Eric Shirley leads Bruce Tulloh in the 2016 Olympians’ Mile in London – pic by Mark Shearman

Shirley has the ability to surprise as well. When I ask him what his finest moments were on the track, he admits: “Athletics was never a number one in my life. The priority in my life was my family and staying in work and earning a living. Athletics then was not what it is now where you can sit at home all day and be paid for it as a career. Back then it was a hobby.”

Given his immense longevity, what are his secrets? He cites a love of the sport, his competitive nature, being a clean athlete, training consistently and never neglecting speedwork. “Also, my frugal lifestyle,” he adds, explaining that these habits are a remnant from his childhood. Even now, he tells me, he struggles to eat a large meal.

Shirley has witnessed big changes over the years. These include the growth of women’s athletics and he believes male and female world records will one day be similar. “Women are tough!” he says. “The day will come when there will be a par between men and women. No question about that in my mind. You only have to look at horse racing. But it won’t happen in your lifetime or mine.”

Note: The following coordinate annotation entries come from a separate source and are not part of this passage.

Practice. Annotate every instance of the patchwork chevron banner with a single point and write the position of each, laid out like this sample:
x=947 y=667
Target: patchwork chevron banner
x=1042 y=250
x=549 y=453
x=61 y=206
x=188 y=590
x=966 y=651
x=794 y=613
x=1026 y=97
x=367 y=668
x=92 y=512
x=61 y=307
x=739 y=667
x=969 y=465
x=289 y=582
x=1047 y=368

Not short of some feisty views, he believes access to athletics tracks should be free to use. “The tracks are empty today,” he says. “In my day there was no charge, you could just turn up and run – and the tracks were full.”

In addition, he says more leading middle-distance runners should give the steeplechase a go and well-known international athletes should “give more back” to the sport by racing in domestic events and training alongside club athletes.

Looking ahead

One of Britain’s finest endurance athletes, Shirley’s performances have stood the test of time. More remarkably, he is still racing into his 90s.

He was dealt a poor hand from birth and had plenty of barriers in life long before he encountered the wooden hurdles that he eventually faced on the track. To overcome such disadvantages at an early age and to rise to the status of Olympian is a phenomenal feat.

He is not finished yet, either. “Who knows when the pandemic will stop?” he says. “But the problem now is that youngsters of 90 will be coming into my events and I’ll be competing against younger people. They will be fit and strong, so I’ll have to be in top form to win my age group!”

Clearly the competition continues to drive him. But what is the main thing that gets him out the door most days to train?

“Habit,” he replies without hesitation. “It’s lovely to be able to run. It’s exhilarating. To be able to do it. That’s the thing. I feel sympathy for the people who can’t do it as they are missing so much.”